Regular trips to the doctor mean the Warrnambool cyclist, who had the aortic valve in his heart replaced in 2007, is maintaining his training schedule.
“I used to ride competitively back when I was a junior. I had to have the operation and after that I got back into it socially,” he said.
“I wasn’t satisfied with that. I wanted to race again. I just thought that I could be up there with those blokes if I did a bit more training.
“I get a lot more checks now than other people that have had the same operation, just because I’m riding competitively and putting stress on the muscle.
Brodie, 27, is this week celebrating his latest triumph on the bike, the 69th Wal Smith Memorial Casterton 50 on Saturday.
He started with the 12-minute group and edged out his rivals in a sprint, finishing the 80-kilometre handicap in two hours, two minutes and 24 seconds.

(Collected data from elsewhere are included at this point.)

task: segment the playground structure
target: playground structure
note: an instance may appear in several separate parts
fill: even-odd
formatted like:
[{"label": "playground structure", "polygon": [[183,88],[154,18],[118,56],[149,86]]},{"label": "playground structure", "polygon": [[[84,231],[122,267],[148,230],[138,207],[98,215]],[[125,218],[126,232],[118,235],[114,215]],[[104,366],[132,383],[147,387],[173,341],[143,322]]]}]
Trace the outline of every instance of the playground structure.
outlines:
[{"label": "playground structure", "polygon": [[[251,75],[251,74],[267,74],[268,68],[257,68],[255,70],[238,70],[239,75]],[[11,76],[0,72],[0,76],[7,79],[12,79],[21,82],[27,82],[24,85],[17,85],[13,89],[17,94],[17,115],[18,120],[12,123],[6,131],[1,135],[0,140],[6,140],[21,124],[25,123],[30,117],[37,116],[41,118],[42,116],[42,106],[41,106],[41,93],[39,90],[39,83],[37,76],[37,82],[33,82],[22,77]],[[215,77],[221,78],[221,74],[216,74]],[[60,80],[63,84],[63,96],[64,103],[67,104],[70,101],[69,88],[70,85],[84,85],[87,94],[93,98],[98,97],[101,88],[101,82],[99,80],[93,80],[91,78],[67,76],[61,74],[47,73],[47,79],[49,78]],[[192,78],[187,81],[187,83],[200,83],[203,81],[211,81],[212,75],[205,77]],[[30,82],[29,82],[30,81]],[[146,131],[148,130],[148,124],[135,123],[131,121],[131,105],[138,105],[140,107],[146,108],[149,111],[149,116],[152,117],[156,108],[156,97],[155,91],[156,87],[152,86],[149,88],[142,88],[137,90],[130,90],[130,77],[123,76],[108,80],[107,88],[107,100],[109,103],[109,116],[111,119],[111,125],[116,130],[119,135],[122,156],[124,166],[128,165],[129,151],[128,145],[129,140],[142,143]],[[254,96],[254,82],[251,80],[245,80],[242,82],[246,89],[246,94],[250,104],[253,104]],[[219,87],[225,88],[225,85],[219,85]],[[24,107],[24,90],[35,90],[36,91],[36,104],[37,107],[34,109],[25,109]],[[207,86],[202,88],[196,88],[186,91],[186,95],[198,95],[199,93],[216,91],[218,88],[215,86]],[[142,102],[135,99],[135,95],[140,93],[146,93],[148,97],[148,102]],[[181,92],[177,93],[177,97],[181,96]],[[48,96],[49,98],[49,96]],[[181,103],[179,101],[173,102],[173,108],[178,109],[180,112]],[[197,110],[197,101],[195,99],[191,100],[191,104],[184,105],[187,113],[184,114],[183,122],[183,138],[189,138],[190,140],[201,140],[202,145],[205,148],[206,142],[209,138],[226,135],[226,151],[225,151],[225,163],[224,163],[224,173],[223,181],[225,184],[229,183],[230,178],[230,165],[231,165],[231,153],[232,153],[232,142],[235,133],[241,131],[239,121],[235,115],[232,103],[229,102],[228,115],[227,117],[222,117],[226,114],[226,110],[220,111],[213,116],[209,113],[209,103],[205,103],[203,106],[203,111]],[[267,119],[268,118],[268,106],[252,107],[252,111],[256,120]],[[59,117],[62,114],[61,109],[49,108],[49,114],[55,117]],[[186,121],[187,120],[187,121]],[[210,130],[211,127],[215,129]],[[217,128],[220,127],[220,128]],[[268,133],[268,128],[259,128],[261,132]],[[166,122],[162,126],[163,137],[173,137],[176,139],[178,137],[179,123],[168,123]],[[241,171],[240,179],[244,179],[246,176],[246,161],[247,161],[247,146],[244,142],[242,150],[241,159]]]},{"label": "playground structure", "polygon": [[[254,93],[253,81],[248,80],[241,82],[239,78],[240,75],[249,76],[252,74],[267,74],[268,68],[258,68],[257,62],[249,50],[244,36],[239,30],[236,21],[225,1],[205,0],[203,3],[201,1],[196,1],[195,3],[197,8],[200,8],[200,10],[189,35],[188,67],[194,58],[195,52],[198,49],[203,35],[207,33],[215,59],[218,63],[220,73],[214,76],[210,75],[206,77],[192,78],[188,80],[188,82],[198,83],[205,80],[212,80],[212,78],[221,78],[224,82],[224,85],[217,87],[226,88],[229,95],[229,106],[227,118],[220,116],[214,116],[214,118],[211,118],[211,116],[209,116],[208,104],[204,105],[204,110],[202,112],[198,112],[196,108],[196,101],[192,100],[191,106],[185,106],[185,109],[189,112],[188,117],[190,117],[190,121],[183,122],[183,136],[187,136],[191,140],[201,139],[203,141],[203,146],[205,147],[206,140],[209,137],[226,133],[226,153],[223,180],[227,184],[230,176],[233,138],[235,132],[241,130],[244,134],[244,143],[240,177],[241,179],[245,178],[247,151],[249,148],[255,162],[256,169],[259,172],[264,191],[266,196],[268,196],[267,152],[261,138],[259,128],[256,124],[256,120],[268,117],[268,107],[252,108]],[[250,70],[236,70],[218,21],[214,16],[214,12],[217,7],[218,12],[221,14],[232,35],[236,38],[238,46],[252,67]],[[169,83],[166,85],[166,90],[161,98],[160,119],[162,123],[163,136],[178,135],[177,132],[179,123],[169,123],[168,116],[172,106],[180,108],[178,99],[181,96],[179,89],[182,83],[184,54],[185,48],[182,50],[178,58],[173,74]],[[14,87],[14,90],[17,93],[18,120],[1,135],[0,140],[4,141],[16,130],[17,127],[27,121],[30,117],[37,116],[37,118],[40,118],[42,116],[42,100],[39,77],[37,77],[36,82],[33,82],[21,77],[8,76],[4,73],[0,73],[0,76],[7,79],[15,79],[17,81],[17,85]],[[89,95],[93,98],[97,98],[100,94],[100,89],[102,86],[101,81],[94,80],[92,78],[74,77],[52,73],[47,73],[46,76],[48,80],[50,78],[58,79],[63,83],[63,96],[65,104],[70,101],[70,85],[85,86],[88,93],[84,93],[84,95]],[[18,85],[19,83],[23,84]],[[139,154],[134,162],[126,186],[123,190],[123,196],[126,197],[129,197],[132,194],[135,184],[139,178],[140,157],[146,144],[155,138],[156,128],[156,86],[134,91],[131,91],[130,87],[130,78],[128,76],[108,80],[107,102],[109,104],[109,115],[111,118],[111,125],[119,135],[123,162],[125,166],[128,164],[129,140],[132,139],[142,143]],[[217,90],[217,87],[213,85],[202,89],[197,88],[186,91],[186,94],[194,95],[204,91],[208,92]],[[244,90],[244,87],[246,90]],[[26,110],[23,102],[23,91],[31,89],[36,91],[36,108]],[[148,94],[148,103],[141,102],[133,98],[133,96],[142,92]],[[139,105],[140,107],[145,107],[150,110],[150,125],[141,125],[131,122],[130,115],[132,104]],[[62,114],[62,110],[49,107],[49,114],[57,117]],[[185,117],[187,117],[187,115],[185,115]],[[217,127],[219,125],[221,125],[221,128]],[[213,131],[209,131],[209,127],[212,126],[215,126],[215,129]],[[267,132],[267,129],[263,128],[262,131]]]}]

Hamilton rider Chris Kennett (off 12.00) was second, while Ricky Smedts (8.00), was third. Smedts also claimed fastest-time honours.
Geelong rider Nadine O’Connor (16.00) was the first female across the line.
Brodie earned $1000 for his win but did not keep a cent. He instead generously donated the money to the Wal Smith Cycling Foundation, which organises the time-honoured race, and the Heart Foundation.
“Open races are always good to win, especially the Wal Smith because he was very good to us growing up as juniors,” Brodie said.
“He was always there for advice at every bike race, pretty much, not just in Victoria. You’d see him in South Australia and all over.” The Wal Smith Memorial was one of two races at Casterton on the weekend.
The 50km Kelpie Country Classic, an initiative which aimed to keep riders in Casterton overnight, was held for the first time on Sunday.
Warrnambool teen Sam Lane (1.30) took the honours and also recorded the fastest time after a daring breakaway led to a convincing win.
Port Fairy’s Simon Burchell (3.30) was second and Hamilton’s Mark McLaren (13.00) was third. O’Connor (11.00) was the first female and fourth overall.
Wal Smith Cycling Foundation committee member Dean McLaren said the inaugural double-header was a success.
McLaren said 64 riders raced on Saturday, while 31 greeted the starter on Sunday, numbers he tipped to rise in the future.
“The idea was two-fold. Firstly to attract more riders to our race and secondly to get them to stay in town and put something back into the community,” he said.
“We found the second day, being the first year, numbers were down but people are talking about it, so we expect it to grow.”